Running podman inside of a container

Podman

Before diving into how to run podman inside of a container, let’s understand what podman is and how it is different than docker.

What is Podman?

Podman is a container engine similar to docker which can be used to create, manage, and run containers and container images. Podman supports running containers in both root and rootless modes, with a strong focus on security and integration with Linux’s security features like SELinux.

You must be wondering what actually is pod in podman. Well, a pod is essentially a group of one or more containers that share the same network namespace and storage, allowing them to work closely together as a single unit. A pod can contain one or more tightly coupled containers that need to communicate with each other.

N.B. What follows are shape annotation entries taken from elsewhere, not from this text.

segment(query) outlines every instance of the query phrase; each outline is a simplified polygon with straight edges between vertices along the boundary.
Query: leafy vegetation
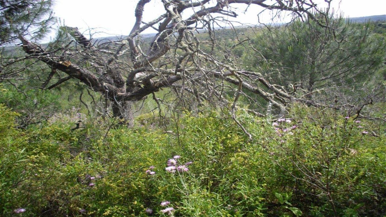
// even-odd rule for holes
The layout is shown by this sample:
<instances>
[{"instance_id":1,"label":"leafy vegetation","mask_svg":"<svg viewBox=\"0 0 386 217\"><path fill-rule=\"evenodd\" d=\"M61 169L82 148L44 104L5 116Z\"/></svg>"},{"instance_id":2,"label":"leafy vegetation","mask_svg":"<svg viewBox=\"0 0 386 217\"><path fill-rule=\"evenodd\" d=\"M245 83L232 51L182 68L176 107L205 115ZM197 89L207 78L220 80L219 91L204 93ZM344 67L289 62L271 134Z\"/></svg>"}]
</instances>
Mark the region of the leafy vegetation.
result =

For example, in a web application, you might place a web server container and a sidecar container (such as one that logs requests) in the same pod. Podman manages these pods via a simple command-line interface (CLI) and the libpod library, which provides application programming interfaces (APIs) for managing containers, pods, container images, and volumes.

Each pod is composed of 1 infra container and any number of regular containers. The infra container keeps the pod running and maintains user namespaces, which isolate containers from the host. The other containers each have a monitor to keep track of their processes and look out for dead containers―nonfunctioning containers that can’t be taken out of the environment because some of their resources are still being used.

Namespaces in Linux

Namespaces are a kernel feature that provide a way to isolate and virtualize system resources for processes. By using namespaces, processes can have their own unique views of system resources, such as the filesystem, network interfaces, user IDs, and more. You can think of namespaces as vitual environments in your linux system.

This isolation makes namespaces secure, isolated environments where multiple applications can run on a single system without interfering with each other. Now, you must have understood why namespaces are important in containerisation as it allow each container to run in a fully isolated environment.

There are multiple types of linux namespaces such as Mount, Process ID, Network, Interprocess Communication, User, Time, etc. You can read more about these namespaces in the official documentation as this post deals mainly with podman :).

Podman vs Docker

Podman stands out from other container engines because it’s daemonless, meaning it doesn’t rely on a process with root privileges to run containers.

Daemons are processes that run in the background of your system to do the work of running containers without a user interface. Think of daemons as the intermediary communicating between the user and the container itself.

In Linux systems, the root account acts as a superuser with administrative access (while bypassing the need for admin verification) to read files, install programs, edit applications, and more. This makes daemons an ideal target for hackers who want to gain control of your containers and infiltrate the host system.

Podman Vs Docker

How to use podman inside of a container

Podman can be run in multiple ways, rootful and rootless. The combinations can be:

Rootful Podman in rootful Podman
Rootless Podman in rootful Podman
Rootful Podman in rootless Podman
Rootless Podman in rootless Podman

In order to run a container engine like Podman within a container, the first thing you need to understand is that you need a fair amount of privilege.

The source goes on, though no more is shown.